Petra geloofde van jongs af in Jezus Christus en deed op haar zestiende belijdenis. God verrast haar vaak met Bijbelteksten die precies het antwoord zijn op haar vragen. Antwoorden die ze via uitspraken van de kinderen of een kerkdienst krijgt. Over de kerk zegt ze: ‘We zijn verwend met elkaar. De contacten die we opdoen, het medeleven en de praktische hulp moeten we koesteren. Wat betreft de menselijke kant van de kerk deelt ze een mooi principe: ‘Soms kun je je niet thuis voelen in je eigen kerk, maar als dát het Huis van je Vader is, ga je niet zomaar elders wonen.’
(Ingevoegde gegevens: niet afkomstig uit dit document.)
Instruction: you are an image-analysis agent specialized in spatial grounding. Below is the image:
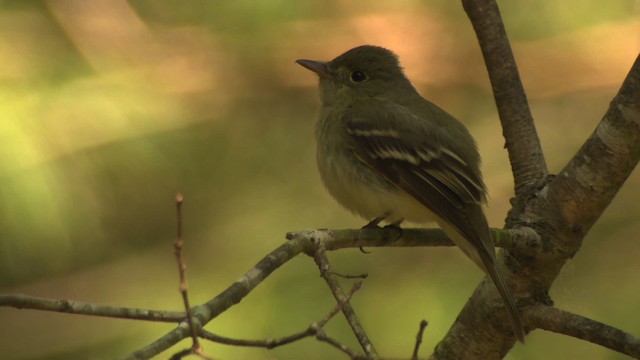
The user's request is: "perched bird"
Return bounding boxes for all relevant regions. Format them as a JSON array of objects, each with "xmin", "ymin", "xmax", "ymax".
[{"xmin": 296, "ymin": 46, "xmax": 524, "ymax": 342}]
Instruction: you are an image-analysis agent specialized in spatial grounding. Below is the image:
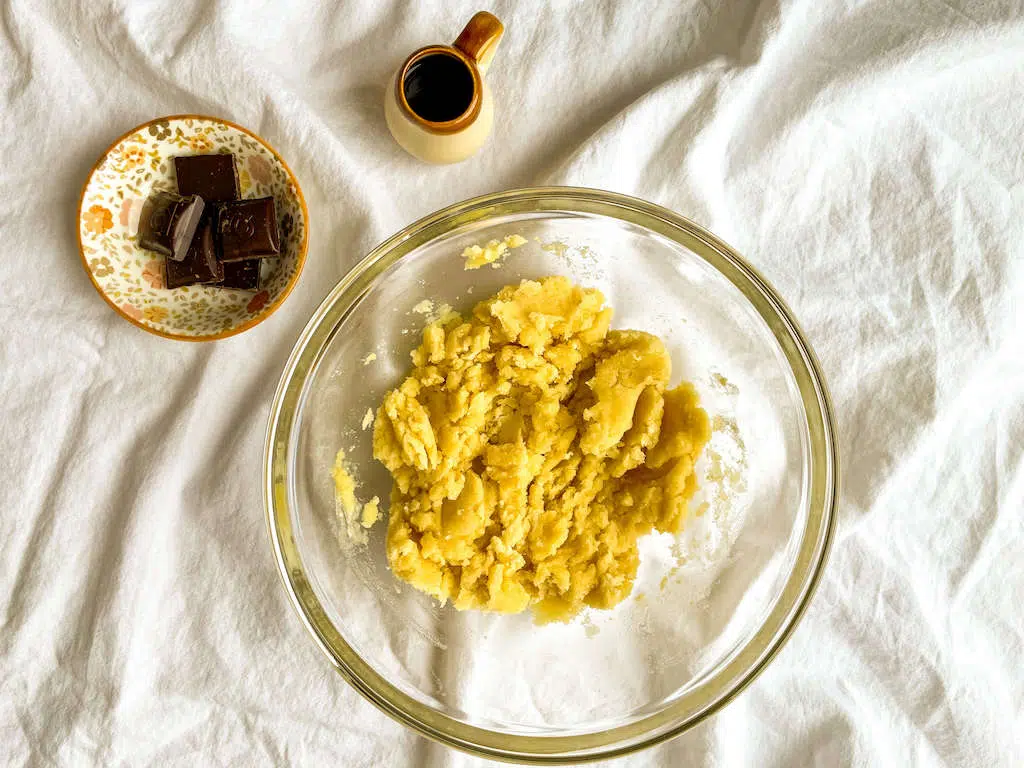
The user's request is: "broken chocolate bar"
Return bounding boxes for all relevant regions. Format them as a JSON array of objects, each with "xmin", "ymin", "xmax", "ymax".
[
  {"xmin": 217, "ymin": 198, "xmax": 281, "ymax": 261},
  {"xmin": 217, "ymin": 259, "xmax": 260, "ymax": 291},
  {"xmin": 166, "ymin": 216, "xmax": 224, "ymax": 288},
  {"xmin": 138, "ymin": 193, "xmax": 206, "ymax": 261},
  {"xmin": 174, "ymin": 155, "xmax": 239, "ymax": 203}
]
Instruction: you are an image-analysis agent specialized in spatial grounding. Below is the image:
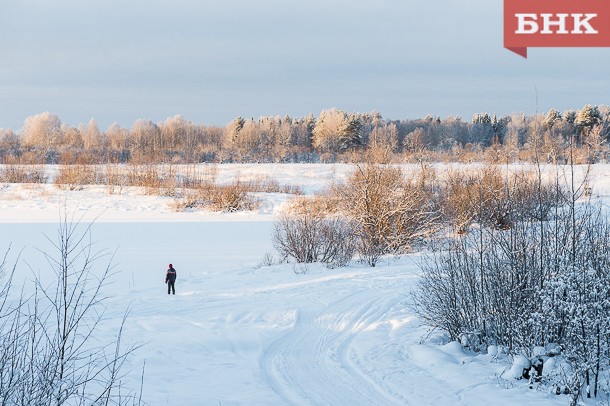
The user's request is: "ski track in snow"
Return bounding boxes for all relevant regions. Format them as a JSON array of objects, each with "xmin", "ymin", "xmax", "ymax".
[{"xmin": 262, "ymin": 290, "xmax": 407, "ymax": 405}]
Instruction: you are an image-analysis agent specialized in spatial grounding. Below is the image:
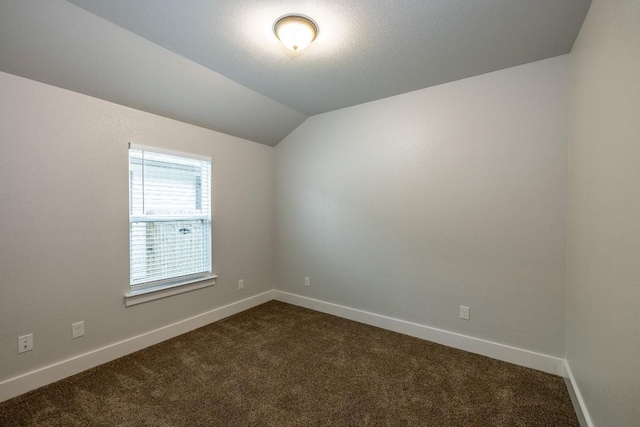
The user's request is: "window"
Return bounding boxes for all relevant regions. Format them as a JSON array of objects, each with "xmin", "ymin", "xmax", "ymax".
[{"xmin": 129, "ymin": 145, "xmax": 212, "ymax": 295}]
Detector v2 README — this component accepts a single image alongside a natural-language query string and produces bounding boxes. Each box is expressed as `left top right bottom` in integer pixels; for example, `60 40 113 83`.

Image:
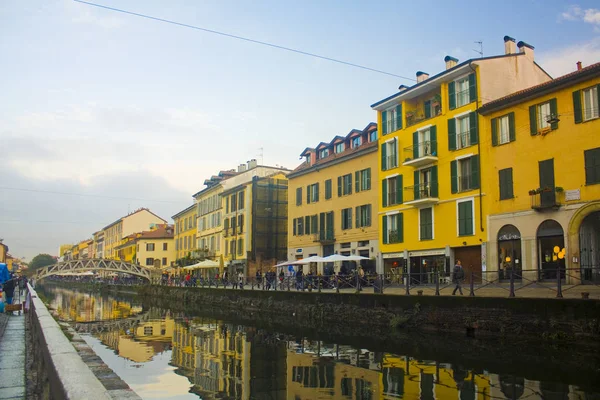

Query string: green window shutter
413 132 419 159
396 213 404 243
469 111 479 145
381 143 387 171
529 106 537 135
396 175 402 204
381 179 387 207
396 104 402 129
469 154 479 189
492 118 498 146
573 90 583 124
381 215 389 244
550 98 558 130
413 171 421 200
429 125 437 156
430 165 438 197
448 82 456 110
450 160 458 193
448 118 456 150
469 73 477 102
508 112 517 142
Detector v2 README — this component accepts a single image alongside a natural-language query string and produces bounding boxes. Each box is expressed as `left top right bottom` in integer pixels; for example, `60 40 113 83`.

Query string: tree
29 254 56 270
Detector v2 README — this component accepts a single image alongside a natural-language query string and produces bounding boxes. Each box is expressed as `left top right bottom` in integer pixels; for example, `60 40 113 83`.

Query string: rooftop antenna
473 41 483 58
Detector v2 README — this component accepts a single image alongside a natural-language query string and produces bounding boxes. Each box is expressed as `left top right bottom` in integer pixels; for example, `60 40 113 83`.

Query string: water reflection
39 289 599 400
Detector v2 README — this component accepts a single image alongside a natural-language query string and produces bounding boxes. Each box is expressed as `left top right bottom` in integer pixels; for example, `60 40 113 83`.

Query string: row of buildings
63 36 600 282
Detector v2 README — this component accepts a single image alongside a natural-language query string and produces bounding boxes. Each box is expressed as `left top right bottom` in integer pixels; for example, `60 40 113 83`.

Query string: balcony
529 188 562 211
402 140 438 168
313 229 335 244
404 182 440 205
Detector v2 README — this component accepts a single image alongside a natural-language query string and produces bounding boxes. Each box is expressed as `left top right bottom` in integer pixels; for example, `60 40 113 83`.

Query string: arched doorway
537 219 565 280
498 225 523 280
579 211 600 283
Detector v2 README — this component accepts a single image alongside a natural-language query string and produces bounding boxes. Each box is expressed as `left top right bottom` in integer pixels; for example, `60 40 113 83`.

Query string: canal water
38 286 600 400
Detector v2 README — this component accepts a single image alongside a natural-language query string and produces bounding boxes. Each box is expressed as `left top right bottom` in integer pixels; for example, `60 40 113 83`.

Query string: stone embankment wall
138 286 600 343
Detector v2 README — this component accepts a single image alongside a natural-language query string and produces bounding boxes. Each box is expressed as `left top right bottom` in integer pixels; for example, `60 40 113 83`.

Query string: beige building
102 208 167 259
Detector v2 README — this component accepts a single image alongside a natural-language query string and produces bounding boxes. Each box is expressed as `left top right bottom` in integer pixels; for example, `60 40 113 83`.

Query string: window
381 139 398 171
419 207 433 240
338 174 352 197
356 204 371 228
306 183 319 204
456 200 475 236
450 155 479 193
325 179 332 200
342 208 352 230
381 175 403 207
354 168 371 193
381 104 402 135
529 99 558 135
369 131 377 142
583 147 600 185
382 213 404 244
498 168 514 200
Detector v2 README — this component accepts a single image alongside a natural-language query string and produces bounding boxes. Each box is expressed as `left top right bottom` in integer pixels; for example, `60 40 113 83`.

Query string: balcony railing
314 229 335 243
404 182 439 204
403 140 437 167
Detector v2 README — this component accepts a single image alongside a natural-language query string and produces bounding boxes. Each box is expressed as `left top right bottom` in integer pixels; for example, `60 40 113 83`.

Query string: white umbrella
346 256 369 261
323 254 350 262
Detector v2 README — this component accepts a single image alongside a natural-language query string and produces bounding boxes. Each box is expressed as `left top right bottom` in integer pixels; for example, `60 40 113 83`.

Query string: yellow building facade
372 36 551 283
288 123 379 274
172 204 198 259
479 63 600 283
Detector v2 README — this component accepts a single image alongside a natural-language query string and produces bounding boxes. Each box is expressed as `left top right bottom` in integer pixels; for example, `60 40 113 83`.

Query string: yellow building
102 208 167 259
172 204 198 260
372 36 551 282
288 123 379 273
479 63 600 282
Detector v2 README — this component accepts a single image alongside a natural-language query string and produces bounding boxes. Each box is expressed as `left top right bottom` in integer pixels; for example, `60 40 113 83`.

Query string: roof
479 63 600 115
171 203 196 219
371 53 547 108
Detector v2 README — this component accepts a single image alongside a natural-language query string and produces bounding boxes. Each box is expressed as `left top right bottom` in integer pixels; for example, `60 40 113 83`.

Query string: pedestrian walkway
0 313 25 399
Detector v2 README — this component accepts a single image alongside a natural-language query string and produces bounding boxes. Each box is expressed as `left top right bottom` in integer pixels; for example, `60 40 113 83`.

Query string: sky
0 0 600 259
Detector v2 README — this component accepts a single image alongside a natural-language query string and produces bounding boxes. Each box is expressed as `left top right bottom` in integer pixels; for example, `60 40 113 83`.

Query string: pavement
0 304 26 399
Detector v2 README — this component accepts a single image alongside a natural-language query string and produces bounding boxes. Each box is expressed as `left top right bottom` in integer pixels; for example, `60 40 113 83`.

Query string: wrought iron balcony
402 140 438 167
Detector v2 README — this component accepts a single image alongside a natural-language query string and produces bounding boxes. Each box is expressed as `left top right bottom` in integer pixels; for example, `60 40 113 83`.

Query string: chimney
417 71 429 83
504 36 517 54
444 56 458 70
517 40 535 61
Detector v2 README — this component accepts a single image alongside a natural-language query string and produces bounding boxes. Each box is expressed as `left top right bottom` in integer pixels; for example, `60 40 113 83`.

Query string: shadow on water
41 287 600 399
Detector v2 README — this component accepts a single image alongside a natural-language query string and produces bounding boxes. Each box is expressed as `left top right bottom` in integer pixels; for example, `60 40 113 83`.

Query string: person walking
452 260 465 296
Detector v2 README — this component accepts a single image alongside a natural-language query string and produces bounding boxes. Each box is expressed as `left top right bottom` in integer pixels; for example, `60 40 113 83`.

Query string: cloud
537 38 600 77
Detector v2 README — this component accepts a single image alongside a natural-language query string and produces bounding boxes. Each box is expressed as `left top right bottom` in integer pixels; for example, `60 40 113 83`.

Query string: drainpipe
469 61 484 232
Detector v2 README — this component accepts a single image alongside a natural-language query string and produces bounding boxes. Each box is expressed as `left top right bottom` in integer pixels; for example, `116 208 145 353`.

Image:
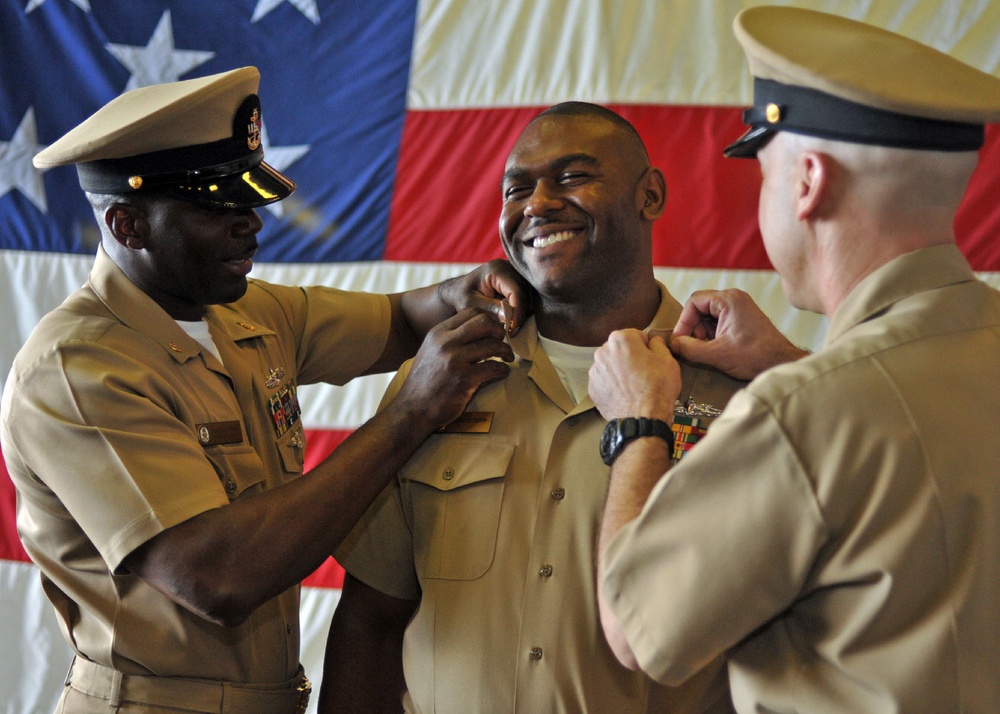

In april overleed Jeroens vader. ‘Ik had een goede band met hem’, vertelt Petra. De manier waarop hij stierf was ontluisterend. Vanwege dementie raakte hij ver van zichzelf verwijderd, hij viel, takelde fysiek erg snel af en stierf binnen een aantal weken. Dat heeft diepe indruk op mij gemaakt. Soms kreeg hij een delier, dan gingen we er midden in de nacht naartoe. Zijn doofheid maakte het de hulpverleners lastig, terwijl hij tegelijkertijd veel heldere momenten had en geestige grapjes maakte. Aan de zijlijn te staan was het moeilijkst, ook vanwege de afstand tussen onze woonplaatsen. Ik ben dankbaar dat hem verder lijden bespaard is gebleven.’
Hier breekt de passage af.